Turning in Homework and the Software Manual
To turn in your homework, you will need to supply (via email) a repository link that your instructor and “git” from Github. To grade/edit your homework, you will need to identify your homework repository as something on which your instructor is a collaborator.
Grading:
Your grade in the course will be determined by the following:
- Homework will account for a 40% of a student’s grade. Homework must be turned in on time. Late homework will not be accepted under any circumstances. If you must be gone, any homework must be turned in before the due date. The only exception to this rule is for a family emergency. Also, codes must be carefully documented. An example of a well documented code will be discussed in class and a version will be posted on line.

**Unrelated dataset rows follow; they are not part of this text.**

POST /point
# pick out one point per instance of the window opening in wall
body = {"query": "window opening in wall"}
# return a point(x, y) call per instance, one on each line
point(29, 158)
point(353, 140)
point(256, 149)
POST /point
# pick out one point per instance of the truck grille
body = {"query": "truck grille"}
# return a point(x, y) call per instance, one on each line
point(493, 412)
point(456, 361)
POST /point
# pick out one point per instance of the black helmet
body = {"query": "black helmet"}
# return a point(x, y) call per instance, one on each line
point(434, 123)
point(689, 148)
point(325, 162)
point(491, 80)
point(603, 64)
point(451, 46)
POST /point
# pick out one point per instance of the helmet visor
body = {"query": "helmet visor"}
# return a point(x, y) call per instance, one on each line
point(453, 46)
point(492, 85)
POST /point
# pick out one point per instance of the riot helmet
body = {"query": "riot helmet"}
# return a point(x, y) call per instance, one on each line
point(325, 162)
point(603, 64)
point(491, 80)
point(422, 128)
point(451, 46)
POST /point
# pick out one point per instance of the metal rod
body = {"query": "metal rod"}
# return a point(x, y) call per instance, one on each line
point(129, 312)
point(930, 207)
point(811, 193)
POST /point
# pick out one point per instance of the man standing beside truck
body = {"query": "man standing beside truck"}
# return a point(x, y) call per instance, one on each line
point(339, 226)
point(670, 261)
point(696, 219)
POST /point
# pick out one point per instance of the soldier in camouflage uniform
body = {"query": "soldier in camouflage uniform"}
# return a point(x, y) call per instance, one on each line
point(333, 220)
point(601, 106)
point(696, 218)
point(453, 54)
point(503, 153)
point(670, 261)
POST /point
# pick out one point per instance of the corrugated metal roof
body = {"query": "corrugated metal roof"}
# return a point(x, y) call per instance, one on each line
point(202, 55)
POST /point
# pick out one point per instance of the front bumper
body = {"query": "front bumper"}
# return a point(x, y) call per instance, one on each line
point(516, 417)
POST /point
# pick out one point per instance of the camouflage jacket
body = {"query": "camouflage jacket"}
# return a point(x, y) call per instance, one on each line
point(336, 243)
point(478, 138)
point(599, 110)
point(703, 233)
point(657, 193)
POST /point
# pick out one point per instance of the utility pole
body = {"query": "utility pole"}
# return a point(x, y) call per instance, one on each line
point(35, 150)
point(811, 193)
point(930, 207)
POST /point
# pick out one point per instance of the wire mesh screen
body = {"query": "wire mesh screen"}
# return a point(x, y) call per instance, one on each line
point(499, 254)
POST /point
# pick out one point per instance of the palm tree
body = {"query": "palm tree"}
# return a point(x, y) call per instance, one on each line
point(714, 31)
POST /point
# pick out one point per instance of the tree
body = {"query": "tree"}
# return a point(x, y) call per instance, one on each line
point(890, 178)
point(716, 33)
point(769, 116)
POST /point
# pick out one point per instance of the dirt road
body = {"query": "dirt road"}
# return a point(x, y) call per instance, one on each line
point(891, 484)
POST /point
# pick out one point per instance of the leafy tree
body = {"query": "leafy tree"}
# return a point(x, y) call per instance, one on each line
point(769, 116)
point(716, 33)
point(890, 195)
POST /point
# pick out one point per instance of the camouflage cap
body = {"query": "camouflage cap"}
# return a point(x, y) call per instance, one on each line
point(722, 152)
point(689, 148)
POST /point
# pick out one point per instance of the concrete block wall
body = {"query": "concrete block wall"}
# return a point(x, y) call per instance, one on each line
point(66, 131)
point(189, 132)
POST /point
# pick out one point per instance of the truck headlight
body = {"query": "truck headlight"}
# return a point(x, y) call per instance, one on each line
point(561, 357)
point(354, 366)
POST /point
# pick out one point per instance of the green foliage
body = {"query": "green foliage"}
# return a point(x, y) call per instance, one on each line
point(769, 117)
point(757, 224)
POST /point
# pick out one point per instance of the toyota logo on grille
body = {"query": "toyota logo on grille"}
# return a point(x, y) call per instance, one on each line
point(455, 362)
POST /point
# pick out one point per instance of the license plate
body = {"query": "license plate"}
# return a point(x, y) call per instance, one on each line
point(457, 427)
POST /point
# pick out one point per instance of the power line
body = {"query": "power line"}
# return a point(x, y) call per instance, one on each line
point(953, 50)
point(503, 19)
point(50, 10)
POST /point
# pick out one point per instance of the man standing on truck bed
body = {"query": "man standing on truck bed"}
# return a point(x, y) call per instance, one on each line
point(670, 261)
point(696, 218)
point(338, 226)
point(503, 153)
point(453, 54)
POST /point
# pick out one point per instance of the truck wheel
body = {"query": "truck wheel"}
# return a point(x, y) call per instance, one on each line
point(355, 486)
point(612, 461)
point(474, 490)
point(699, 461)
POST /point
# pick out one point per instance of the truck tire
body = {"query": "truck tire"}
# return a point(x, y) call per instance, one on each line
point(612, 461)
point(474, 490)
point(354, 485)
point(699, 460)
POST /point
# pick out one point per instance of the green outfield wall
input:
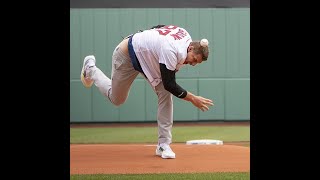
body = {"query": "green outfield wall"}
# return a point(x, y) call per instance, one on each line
point(224, 77)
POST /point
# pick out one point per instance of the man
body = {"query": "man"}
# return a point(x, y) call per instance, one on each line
point(157, 53)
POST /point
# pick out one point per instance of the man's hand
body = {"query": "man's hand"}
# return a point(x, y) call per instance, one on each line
point(199, 101)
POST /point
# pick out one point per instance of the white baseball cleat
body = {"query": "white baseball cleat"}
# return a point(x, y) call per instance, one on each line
point(88, 62)
point(165, 151)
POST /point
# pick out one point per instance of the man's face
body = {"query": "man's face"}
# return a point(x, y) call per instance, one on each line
point(192, 58)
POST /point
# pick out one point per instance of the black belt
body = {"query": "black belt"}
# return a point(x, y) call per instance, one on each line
point(133, 57)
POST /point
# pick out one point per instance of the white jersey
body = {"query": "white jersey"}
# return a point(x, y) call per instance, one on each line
point(167, 45)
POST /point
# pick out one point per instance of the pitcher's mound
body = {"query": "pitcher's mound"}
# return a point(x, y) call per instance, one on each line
point(141, 159)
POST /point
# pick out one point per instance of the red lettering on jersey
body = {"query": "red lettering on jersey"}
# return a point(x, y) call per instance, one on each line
point(179, 35)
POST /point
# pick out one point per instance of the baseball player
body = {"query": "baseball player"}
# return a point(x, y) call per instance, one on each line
point(157, 54)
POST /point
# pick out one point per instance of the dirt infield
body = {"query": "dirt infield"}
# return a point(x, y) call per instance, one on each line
point(141, 159)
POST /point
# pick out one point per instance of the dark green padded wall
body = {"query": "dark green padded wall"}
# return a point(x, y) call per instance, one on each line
point(225, 77)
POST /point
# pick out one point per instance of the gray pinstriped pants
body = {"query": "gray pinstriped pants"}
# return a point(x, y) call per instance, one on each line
point(117, 90)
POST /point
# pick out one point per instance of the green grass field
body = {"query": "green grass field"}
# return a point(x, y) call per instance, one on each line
point(149, 135)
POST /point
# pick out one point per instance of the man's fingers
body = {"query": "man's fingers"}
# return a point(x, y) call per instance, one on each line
point(208, 103)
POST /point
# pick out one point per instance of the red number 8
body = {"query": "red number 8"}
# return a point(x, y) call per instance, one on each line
point(166, 29)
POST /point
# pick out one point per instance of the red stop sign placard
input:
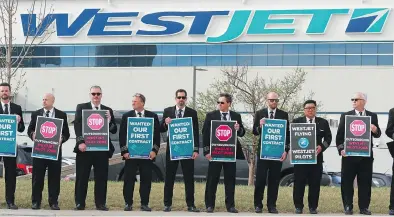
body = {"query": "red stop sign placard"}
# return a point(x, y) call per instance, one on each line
point(358, 127)
point(95, 122)
point(48, 129)
point(223, 133)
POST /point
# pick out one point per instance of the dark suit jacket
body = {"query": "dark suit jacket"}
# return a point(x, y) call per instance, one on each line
point(16, 109)
point(123, 131)
point(340, 140)
point(189, 112)
point(206, 131)
point(78, 126)
point(58, 114)
point(263, 113)
point(323, 134)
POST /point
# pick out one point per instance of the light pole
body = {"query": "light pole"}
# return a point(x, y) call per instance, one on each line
point(195, 69)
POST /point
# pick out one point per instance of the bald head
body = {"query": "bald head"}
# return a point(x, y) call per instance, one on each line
point(48, 100)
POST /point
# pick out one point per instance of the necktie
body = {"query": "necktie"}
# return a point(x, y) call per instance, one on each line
point(224, 116)
point(6, 109)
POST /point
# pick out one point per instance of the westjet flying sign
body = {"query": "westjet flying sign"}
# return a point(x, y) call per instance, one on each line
point(242, 22)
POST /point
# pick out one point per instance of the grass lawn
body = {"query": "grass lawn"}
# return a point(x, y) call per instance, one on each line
point(330, 198)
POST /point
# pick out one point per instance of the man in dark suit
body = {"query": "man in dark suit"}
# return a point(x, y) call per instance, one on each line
point(7, 107)
point(40, 165)
point(353, 166)
point(270, 168)
point(143, 165)
point(390, 146)
point(311, 173)
point(215, 168)
point(98, 159)
point(180, 111)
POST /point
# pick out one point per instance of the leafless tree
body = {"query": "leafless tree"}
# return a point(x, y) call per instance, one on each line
point(12, 54)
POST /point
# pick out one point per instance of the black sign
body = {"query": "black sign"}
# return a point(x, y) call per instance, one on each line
point(48, 138)
point(223, 141)
point(95, 130)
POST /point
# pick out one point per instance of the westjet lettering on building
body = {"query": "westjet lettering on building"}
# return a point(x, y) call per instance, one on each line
point(255, 25)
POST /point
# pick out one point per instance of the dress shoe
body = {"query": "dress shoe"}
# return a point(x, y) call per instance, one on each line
point(55, 207)
point(12, 206)
point(102, 208)
point(128, 207)
point(365, 211)
point(232, 210)
point(145, 208)
point(258, 209)
point(312, 211)
point(35, 206)
point(273, 210)
point(192, 209)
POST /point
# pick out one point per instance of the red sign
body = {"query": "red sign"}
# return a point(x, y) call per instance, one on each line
point(224, 133)
point(48, 129)
point(95, 122)
point(358, 127)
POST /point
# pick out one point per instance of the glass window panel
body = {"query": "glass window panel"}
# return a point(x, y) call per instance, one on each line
point(353, 48)
point(290, 49)
point(259, 60)
point(215, 49)
point(184, 49)
point(199, 49)
point(337, 60)
point(184, 61)
point(244, 49)
point(385, 60)
point(168, 61)
point(199, 60)
point(214, 61)
point(290, 60)
point(369, 60)
point(322, 60)
point(369, 48)
point(229, 49)
point(385, 48)
point(168, 49)
point(322, 49)
point(244, 60)
point(229, 60)
point(306, 60)
point(306, 48)
point(275, 49)
point(260, 49)
point(337, 48)
point(274, 60)
point(81, 51)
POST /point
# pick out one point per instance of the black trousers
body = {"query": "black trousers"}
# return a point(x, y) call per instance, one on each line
point(188, 178)
point(145, 167)
point(10, 178)
point(214, 170)
point(84, 163)
point(270, 169)
point(310, 174)
point(362, 168)
point(38, 176)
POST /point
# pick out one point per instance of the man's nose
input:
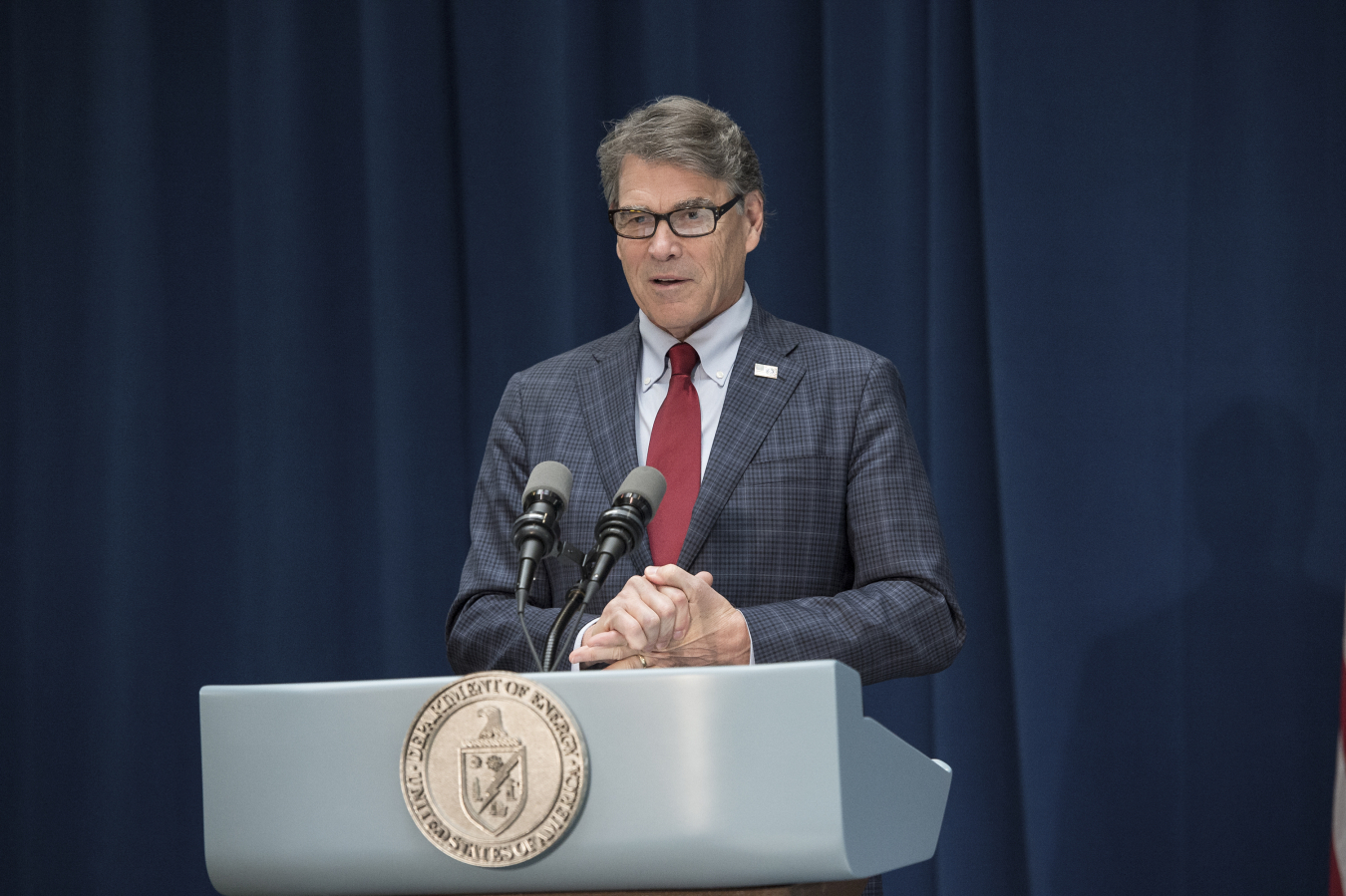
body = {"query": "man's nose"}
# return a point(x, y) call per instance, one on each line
point(664, 243)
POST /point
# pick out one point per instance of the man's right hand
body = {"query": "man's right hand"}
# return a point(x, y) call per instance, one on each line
point(641, 616)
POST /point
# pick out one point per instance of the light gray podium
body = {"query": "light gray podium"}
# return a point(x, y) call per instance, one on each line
point(703, 777)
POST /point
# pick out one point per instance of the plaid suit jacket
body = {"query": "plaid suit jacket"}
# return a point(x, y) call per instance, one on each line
point(815, 512)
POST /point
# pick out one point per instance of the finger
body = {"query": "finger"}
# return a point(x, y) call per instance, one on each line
point(677, 584)
point(589, 654)
point(629, 662)
point(606, 639)
point(637, 623)
point(660, 602)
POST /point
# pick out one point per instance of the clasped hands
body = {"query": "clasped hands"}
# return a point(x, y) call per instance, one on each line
point(670, 618)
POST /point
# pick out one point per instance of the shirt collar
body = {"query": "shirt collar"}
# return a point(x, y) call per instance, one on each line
point(716, 343)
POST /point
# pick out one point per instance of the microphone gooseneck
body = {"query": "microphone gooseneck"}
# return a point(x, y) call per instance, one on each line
point(537, 531)
point(618, 530)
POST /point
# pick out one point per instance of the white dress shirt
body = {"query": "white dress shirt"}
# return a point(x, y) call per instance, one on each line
point(716, 346)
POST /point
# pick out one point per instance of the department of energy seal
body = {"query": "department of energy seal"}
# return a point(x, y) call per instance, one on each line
point(495, 769)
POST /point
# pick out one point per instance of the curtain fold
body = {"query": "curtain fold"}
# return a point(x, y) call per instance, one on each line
point(266, 268)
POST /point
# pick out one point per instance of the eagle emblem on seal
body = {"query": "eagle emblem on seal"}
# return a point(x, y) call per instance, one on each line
point(495, 773)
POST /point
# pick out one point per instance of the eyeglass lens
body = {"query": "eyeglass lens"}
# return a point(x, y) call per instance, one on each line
point(684, 222)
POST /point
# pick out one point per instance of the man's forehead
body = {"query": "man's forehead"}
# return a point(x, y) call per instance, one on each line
point(670, 183)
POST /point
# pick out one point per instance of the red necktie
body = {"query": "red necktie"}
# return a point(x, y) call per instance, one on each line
point(676, 452)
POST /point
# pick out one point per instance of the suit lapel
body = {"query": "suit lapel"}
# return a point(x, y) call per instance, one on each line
point(750, 410)
point(607, 395)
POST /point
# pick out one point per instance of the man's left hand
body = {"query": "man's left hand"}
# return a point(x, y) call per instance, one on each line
point(718, 634)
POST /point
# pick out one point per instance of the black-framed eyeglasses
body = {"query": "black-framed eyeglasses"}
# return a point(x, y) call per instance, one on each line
point(693, 221)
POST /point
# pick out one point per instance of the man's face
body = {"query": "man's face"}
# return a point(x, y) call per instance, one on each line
point(680, 283)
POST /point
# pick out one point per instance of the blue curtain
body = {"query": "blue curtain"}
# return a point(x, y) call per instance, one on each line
point(266, 266)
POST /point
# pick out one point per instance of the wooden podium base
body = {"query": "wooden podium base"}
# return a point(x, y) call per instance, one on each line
point(827, 888)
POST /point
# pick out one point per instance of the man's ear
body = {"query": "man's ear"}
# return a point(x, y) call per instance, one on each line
point(754, 211)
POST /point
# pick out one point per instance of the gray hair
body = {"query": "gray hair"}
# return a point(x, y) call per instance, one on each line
point(683, 132)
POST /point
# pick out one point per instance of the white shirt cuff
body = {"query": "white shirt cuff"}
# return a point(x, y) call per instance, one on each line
point(579, 639)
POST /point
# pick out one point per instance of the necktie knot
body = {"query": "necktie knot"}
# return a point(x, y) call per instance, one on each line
point(683, 358)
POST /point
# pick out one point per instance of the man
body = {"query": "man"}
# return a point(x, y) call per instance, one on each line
point(799, 522)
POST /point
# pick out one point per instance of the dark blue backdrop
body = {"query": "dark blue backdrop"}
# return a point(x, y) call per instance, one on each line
point(268, 265)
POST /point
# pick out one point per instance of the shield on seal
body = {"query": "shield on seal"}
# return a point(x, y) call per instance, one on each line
point(495, 773)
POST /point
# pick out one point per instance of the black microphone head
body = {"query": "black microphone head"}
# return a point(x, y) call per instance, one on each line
point(646, 481)
point(553, 476)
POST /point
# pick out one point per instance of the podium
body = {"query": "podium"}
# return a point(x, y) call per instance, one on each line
point(729, 776)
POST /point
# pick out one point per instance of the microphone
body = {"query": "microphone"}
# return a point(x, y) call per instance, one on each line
point(537, 531)
point(618, 530)
point(621, 526)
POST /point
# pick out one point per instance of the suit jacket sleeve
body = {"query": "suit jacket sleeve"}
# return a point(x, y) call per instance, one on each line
point(896, 614)
point(482, 630)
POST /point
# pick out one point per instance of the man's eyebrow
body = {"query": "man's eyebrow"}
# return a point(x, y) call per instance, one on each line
point(695, 202)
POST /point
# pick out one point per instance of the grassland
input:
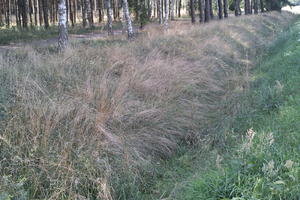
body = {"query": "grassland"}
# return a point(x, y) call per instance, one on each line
point(104, 121)
point(261, 157)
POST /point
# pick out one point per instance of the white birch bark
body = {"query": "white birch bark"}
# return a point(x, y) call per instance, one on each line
point(62, 25)
point(128, 20)
point(109, 17)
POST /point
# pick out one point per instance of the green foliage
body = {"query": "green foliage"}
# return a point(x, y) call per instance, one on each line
point(266, 163)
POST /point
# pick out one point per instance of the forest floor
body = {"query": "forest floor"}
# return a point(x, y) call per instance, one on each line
point(265, 162)
point(260, 156)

- Two midterms will be given. Each will cover about one half of the content of the course. Each of these midterms will account for 20% or 40% of the grade earned in the course. Note that the midterms will be comprised of about 5 or 6 short answer questions. The questions will be taken out of the textbook. There is a set of questions at the end of each chapter that will be used in determining the questions for the exam. The idea is that a number of these questions will be identified as possible exam questions. A subset of these questions will appear on the two midterms.
- A portfolio of routines will be required of each student. The portfolio of routines must be written in the form of a software manual. The exact form of the portfolio will be discussed in class. Based on past experience the formatting will be strict in that the entries in the manual must be formatted using the template included in the Math 4610 repository. There will be absolutely no exceptions to this requirement!. Assignments that do not meet the formatting requirements will NOT be graded. Part of the reason for putting strict is due to the idea that in a job, you will need to follow the company formatting to have your algorithms included in bigger projects.
If students have questions about assignments and midterms, please contact me. One of the assignments will be to meet with me at least once every two weeks to discuss progress in the course. This means that 2 times each month during the semester you will need to show up at offce hours or make an appointment to see me. You will need to do this 8 times during the semester.